4 de septiembre de 2005

Décadas

Viña del Mar, 31 de diciembre de 1989.

Estabamos preparandonos para la llegada de 1990. Una nueva década se venía: Los 90's. La alegría de la que tanto hablaban había llegado y teníamos nuevo presidente. Pero la nostalgia me invadía. Ahí estaba, a los 12 años de edad, en la terraza de la casa de una tía, con vista de lujo al mar para ver los fuegos artificiales y pensaba "Se van los 80". Lloraba. Mi madre me consolaba diciendo: "Pero Cristián, los 90 van a ser TÚ década. En esta década vas a cumplir 18, vas a ir a la Universidad, vas a ser grande".

1990 ya había llegado. Los fuegos artificiales tronaban en el cielo sobre la Bahía de Valparaíso. Lo que mi madre no sabía era que su ingenuidad me iba a hacer pagar un precio muy alto.

Los 90's fueron la época de mi adolescencia. Una época oscura, en la que intenté protegerme del mundo en la religión católica, y en la que, aparte de logros académicos, no tuve mayores progresos personales (y eso que nunca tuve diplomas ni nada de eso... hablando de logros académicos). Una prueba fehaciente de ello es que no tengo muchas fotos. Sí, fotos. No tenía muchos amigos que me sacaran fotos. Mejor, así no recuerdo mucho mi época oscura.

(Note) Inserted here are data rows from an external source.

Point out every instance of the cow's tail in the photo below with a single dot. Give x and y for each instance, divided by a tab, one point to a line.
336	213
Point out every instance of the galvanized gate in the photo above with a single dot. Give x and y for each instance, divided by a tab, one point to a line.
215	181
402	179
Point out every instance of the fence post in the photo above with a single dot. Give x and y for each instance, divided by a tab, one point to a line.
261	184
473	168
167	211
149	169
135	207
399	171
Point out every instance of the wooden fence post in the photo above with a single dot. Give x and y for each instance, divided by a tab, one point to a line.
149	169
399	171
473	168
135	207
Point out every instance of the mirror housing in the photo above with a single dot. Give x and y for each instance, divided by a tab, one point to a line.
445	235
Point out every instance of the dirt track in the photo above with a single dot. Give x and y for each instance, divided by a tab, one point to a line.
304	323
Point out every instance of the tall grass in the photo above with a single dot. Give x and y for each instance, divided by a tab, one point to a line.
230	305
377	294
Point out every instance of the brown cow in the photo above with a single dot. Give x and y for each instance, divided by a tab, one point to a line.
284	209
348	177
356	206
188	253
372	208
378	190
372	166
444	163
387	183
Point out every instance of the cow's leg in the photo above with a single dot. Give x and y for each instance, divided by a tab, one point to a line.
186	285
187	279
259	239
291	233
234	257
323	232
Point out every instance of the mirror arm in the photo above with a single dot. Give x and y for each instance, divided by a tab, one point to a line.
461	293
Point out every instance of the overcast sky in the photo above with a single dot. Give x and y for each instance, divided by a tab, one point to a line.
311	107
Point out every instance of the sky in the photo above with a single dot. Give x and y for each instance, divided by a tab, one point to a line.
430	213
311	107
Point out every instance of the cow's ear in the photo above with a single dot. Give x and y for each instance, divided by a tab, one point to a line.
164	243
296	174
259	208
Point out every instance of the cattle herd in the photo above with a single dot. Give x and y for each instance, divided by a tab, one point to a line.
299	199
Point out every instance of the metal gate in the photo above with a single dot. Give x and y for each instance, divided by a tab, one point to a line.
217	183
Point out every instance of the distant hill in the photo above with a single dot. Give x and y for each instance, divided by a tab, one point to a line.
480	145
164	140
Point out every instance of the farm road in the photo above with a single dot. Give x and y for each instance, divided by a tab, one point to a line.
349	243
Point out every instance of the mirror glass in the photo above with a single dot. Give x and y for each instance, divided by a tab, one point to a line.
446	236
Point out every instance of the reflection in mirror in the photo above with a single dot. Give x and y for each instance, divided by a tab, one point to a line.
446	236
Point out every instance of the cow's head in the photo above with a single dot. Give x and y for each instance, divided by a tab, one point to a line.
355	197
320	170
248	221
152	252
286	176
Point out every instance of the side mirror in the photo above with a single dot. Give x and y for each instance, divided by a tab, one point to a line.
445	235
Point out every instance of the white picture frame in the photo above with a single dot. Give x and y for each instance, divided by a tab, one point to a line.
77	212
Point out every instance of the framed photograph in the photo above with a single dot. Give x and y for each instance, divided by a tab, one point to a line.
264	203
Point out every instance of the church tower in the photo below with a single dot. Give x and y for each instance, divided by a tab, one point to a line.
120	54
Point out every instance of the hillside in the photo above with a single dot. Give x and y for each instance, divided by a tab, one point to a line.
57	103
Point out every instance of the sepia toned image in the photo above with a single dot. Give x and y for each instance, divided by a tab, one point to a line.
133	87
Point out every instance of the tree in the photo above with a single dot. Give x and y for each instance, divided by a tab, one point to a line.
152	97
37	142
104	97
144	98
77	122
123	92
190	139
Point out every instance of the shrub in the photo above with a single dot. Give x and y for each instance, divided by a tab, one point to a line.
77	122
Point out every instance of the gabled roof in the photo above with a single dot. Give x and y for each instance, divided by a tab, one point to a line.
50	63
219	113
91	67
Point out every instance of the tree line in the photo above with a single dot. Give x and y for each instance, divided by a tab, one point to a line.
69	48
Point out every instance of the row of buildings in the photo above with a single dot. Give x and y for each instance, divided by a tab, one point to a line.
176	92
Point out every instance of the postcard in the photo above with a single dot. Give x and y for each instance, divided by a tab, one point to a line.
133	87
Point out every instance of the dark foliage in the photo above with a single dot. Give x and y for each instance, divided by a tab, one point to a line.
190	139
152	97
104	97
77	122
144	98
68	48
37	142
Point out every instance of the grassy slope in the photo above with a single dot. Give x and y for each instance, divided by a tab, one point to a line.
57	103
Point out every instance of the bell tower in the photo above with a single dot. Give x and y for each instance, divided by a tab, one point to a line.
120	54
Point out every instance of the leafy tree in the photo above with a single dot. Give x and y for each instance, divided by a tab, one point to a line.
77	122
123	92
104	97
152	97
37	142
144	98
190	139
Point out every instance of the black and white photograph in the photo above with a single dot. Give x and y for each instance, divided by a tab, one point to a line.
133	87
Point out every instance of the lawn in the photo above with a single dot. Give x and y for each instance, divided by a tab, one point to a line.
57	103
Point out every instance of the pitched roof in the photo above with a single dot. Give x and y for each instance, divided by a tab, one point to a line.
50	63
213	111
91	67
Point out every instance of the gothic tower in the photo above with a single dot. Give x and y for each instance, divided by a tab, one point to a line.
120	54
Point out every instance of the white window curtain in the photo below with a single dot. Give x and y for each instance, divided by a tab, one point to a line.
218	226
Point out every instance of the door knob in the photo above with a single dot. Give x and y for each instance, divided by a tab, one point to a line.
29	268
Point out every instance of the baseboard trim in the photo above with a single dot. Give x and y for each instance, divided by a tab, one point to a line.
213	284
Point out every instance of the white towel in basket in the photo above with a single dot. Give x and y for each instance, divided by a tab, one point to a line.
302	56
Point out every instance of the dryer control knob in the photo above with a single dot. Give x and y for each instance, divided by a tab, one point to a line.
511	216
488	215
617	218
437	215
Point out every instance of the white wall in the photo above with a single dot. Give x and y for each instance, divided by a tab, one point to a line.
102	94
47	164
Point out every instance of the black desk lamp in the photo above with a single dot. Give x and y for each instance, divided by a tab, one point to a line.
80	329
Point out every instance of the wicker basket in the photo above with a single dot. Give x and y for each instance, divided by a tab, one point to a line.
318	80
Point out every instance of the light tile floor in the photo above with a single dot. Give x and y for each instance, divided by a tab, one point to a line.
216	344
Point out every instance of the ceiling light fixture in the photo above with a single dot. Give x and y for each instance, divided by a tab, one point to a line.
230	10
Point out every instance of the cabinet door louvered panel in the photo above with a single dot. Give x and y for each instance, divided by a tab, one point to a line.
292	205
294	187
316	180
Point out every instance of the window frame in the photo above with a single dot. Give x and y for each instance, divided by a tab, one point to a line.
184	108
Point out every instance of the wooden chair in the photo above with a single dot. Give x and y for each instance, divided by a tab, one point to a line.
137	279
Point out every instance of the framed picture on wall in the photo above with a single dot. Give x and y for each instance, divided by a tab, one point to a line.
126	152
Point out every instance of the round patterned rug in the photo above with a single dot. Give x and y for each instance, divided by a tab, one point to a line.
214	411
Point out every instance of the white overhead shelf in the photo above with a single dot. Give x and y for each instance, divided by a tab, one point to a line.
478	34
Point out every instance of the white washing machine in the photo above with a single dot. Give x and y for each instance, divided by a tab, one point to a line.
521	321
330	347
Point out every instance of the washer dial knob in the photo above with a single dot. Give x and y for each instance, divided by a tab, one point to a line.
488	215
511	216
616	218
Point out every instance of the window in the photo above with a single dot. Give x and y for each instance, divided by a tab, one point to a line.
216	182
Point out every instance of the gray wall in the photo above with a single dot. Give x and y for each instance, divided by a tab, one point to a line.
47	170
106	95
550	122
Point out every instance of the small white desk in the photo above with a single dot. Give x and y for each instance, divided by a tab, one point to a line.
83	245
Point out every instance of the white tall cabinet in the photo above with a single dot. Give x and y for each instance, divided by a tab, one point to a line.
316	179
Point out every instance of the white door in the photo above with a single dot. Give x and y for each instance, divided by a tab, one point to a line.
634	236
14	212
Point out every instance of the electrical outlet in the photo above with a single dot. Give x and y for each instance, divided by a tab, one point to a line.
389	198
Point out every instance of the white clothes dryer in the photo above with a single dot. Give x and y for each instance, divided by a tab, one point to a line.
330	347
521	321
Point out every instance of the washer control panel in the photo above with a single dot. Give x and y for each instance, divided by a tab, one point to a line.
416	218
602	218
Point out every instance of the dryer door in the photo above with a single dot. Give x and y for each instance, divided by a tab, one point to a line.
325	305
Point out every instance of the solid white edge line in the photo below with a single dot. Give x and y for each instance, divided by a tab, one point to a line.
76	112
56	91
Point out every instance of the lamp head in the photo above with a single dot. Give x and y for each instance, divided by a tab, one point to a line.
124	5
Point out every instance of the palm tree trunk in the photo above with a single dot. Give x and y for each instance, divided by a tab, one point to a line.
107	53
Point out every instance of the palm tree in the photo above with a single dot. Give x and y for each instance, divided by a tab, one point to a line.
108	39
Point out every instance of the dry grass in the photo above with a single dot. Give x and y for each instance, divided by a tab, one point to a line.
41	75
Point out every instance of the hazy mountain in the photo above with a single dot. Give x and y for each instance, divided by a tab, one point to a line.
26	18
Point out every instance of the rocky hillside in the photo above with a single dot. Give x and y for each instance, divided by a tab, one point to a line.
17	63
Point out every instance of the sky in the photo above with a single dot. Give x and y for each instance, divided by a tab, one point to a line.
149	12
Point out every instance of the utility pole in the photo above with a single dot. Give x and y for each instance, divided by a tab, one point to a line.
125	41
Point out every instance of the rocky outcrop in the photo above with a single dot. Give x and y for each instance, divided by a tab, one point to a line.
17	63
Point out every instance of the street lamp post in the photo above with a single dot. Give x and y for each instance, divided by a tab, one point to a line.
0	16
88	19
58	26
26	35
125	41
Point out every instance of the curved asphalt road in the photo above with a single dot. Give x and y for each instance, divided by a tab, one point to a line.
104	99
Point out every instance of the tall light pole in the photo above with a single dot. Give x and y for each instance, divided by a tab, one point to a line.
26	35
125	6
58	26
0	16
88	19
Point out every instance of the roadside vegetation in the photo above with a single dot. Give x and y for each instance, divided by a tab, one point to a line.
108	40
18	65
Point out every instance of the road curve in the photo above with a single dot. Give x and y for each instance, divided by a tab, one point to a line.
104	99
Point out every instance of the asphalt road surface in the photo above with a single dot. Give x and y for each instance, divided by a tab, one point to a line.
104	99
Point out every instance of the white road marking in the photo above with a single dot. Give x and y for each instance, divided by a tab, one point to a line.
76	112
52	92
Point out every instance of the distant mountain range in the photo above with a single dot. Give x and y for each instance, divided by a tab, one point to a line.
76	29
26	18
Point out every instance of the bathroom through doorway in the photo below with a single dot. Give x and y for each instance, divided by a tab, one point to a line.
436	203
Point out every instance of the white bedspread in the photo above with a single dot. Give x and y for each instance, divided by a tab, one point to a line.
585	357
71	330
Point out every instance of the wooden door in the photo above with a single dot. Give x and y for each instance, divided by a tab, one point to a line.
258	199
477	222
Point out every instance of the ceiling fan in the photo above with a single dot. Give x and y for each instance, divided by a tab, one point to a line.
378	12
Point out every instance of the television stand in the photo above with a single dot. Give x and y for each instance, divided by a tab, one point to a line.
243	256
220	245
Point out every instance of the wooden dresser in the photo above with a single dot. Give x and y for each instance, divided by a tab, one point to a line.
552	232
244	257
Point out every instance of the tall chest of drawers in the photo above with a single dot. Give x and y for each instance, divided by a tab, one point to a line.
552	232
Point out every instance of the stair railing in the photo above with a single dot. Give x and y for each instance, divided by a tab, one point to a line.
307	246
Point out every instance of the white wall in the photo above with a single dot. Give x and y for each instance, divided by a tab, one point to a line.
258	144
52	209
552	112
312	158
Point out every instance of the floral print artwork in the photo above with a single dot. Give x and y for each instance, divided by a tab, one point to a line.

Los 80's fueron mi época. Era cabro chico, lo pasaba bien, tenía amigos, mi familia estaba en armonía. La música era genial. Y como en mi familia eran bastante buenos para "burbujear" ni me daba cuenta de las cagaditas que quedaban en el país.

Y llegó el 2000. Partimos mal. Mi (en ese entonces) mejor amigo me caga con la mujer de mis sueños. ¿Dije "partimos mal"? Ahora que aplico la retrospectiva, partimos bien. Me di cuenta que no todo tenía que ser bonito y que no podía caerle bien a todo el mundo ni viceversa.

Entré a Ingeniería en la Chile. Conocí otras realidades que no eran la ABC1 a la que me tenían acostumbrado (siempre he sido más C2 que otra cosa, pero en este país arribista hay que apuntar a ser ABC1). Hay algo más allá que el dogma católico y la manera religiosa de vivir la vida (no se equivoquen: Me dejó mucho, pero me quitó mucho también)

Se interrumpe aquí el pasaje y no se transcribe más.